12年の間殺人事件を書き続けてきた脚本家は、最終回くらいせめてもの罪滅ぼしとして自分自身を投影したキャラクターをその「不幸」な役回りに置いた。冒頭の劇中劇「ブルガリ三四郎」は言うまでもなくこのドラマ本編であるし、ならばその脚本家加賀美京子は三谷幸喜氏本人というということになる。そして彼女は双子であり、姉妹で被害者と加害者の両方の役を与えられた。自身で収束された「役」。
さてその最終回、古畑の推理はともかく視聴者への見せ方が間違っていたような気がするのだけど。殺人が起こる前に双子が入れ替わったことが台詞から明らかであるのだが、果たしてそれでよかったのか。視聴者にもそれが分からないまま最後に謎解き、という流れの方がなんぼかマシだったんじゃないだろうか。だって別人に成り代わって生きるなんてできるわけないじゃんか、というツッコミを終始頭から排除しながら見なければいけなかったわけだから。

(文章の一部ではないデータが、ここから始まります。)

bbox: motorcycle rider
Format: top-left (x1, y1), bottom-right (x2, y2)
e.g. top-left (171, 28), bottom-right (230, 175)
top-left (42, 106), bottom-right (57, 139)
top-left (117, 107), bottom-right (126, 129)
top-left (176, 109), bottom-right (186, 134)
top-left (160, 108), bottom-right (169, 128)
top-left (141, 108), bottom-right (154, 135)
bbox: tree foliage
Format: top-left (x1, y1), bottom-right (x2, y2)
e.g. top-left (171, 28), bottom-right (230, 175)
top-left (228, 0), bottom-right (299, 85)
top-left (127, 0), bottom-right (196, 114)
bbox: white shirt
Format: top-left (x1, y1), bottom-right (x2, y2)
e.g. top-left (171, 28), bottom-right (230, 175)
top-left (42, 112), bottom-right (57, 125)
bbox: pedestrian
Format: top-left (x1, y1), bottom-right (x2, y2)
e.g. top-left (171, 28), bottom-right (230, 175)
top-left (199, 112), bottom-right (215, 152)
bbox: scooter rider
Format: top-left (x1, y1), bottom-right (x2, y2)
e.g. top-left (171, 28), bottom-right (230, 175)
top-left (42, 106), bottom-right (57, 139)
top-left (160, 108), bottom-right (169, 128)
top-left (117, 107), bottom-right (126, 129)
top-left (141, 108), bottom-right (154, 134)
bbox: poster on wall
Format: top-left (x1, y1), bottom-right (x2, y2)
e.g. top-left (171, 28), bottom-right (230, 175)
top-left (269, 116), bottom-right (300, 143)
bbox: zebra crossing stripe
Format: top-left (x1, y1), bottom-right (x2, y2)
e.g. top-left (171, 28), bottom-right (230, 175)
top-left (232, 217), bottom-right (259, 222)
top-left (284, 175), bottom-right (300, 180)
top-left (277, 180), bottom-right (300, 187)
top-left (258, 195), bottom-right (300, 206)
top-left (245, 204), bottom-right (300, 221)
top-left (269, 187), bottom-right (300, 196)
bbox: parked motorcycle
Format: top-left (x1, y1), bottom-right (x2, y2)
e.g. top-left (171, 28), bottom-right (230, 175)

「撃ち殺した後に本人の手に握らせて自殺に見せかける」というのは以前にもあったのだけど、そのときは確か握らせてからもう一発撃たせて手に硝煙をつけていた。そうしなければ鑑識が自殺でない事を見抜いてしまうからだ。
「どう見ても事故死の現場にすぐに殺人課の刑事が来るはずがない」とか「自白させた時点では逮捕状が降りていないはずだ」とか、テレビドラマにおける「見なかったことにする事」は確かに存在するのだけど、しかしその基準は作品毎に一定にしておくべきじゃないだろうか。